Council to meet after Scoutmaster charged with sexual assault

LAKEWOOD – Following the alleged sexual assault of a 12-year-old boy scout from his scoutmaster, the Allegheny Highlands Council will host a members-only meeting today regarding the importance of prevention of such crimes.

Nate Thornton, the council’s scout executive, announced that scout leaders will be convening to address the importance of Youth Protection training, the service that equips parents and leaders with the tools necessary to address suspected abuse, inappropriate behavior and bullying.

“We’re really going to be stressing the importance of our Youth Protection training,” Thornton said.

The Lakewood Boy Scout leader, 74-year-old Donald C. Shriver, will be going to trial on charges he sexually assaulted a 12-year-old boy during a 2017 camping event in East Mead Township, Pa.

“He was removed immediately from scouting,” Thornton said of Shriver.

Shriver allegedly touched the boy’s genitals and made other attempts to touch them during an event at Camp Chickasaw on Aug. 18-20, 2017.

Thornton, who became scout executive for Allegheny Highlands on May 1, 2018, said the council did everything they could to respond to the event so that law enforcement could take over.

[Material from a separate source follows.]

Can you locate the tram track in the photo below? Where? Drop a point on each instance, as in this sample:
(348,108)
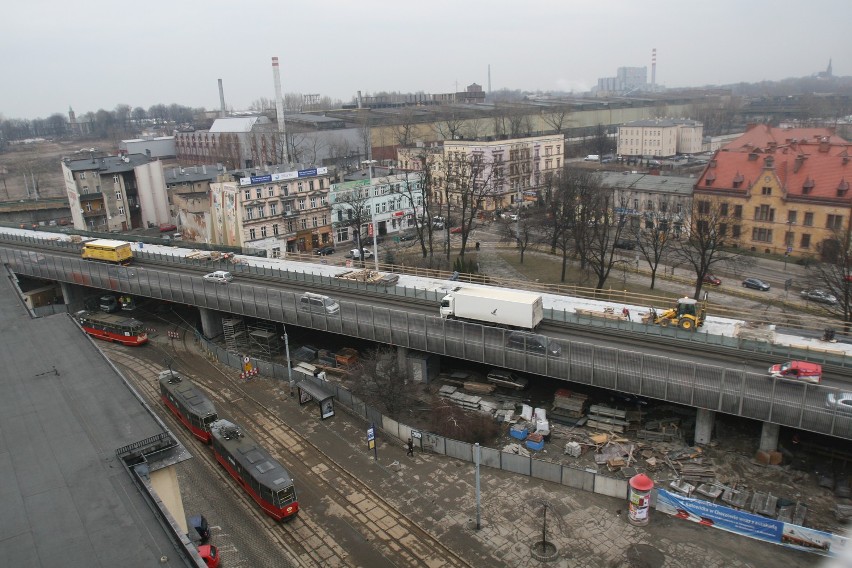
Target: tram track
(372,525)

“This individual’s behavior is reprehensible and runs counter to everything for which the Boy Scouts of America stands,” Thornton said in a statement. “Upon learning of these reports in late 2017, we removed this individual and prohibited him from any future participation in the Boy Scouts of America.”

According to the Meadville Tribune, Shriver waived his preliminary hearing before Magisterial District Judge Amy Nicols. The paper said 73-year-old Shriver, of Southland Avenue in Lakewood, was the victim’s Boy Scout leader at the time of the event at Camp Chickasaw, located on South Wayland Road in East Mead Township, Pa.

He faces third-degree felony charges of corruption of minors and unlawful contact with a minor – sexual offenses. In addition, Shriver faces first-degree misdemeanor charges of indecent assault of a person less than 13, endangering the welfare of children and criminal attempt at indecent assault of a person less than 13.

“Nothing is more important than the safety and protection of children in our Scouting programs – it is our top priority,” Thornton continued. “The BSA is outraged there have been times when scouts were abused, and we sincerely apologize to victims and their families.

“The BSA strives to prevent child abuse through a comprehensive program which includes as safeguards: a thorough screening process for adult leaders and staff, criminal background checks, requiring two or more adult leaders be present with youth at all times during scouting activities, and the prompt mandatory reporting of any allegation or suspicion of abuse.

“The BSA also offers assistance with counseling to any scout, former scout or the family member of any scout who suffered abuse during their time in scouting.”

Anyone who needs assistance for these scouting-related matters can contact the BSA by toll-free helpline at 855-295-1531 and scouthelp@scouting.org. Youth Protection polices can be viewed at bsayouthprotection.org.

Shriver was released on $25,000 unsecured bond. A trial in the case will be scheduled for the May term of criminal court, the Meadville Tribune reported.

Michael Mason, Shriver’s attorney, declined to comment when reached by phone.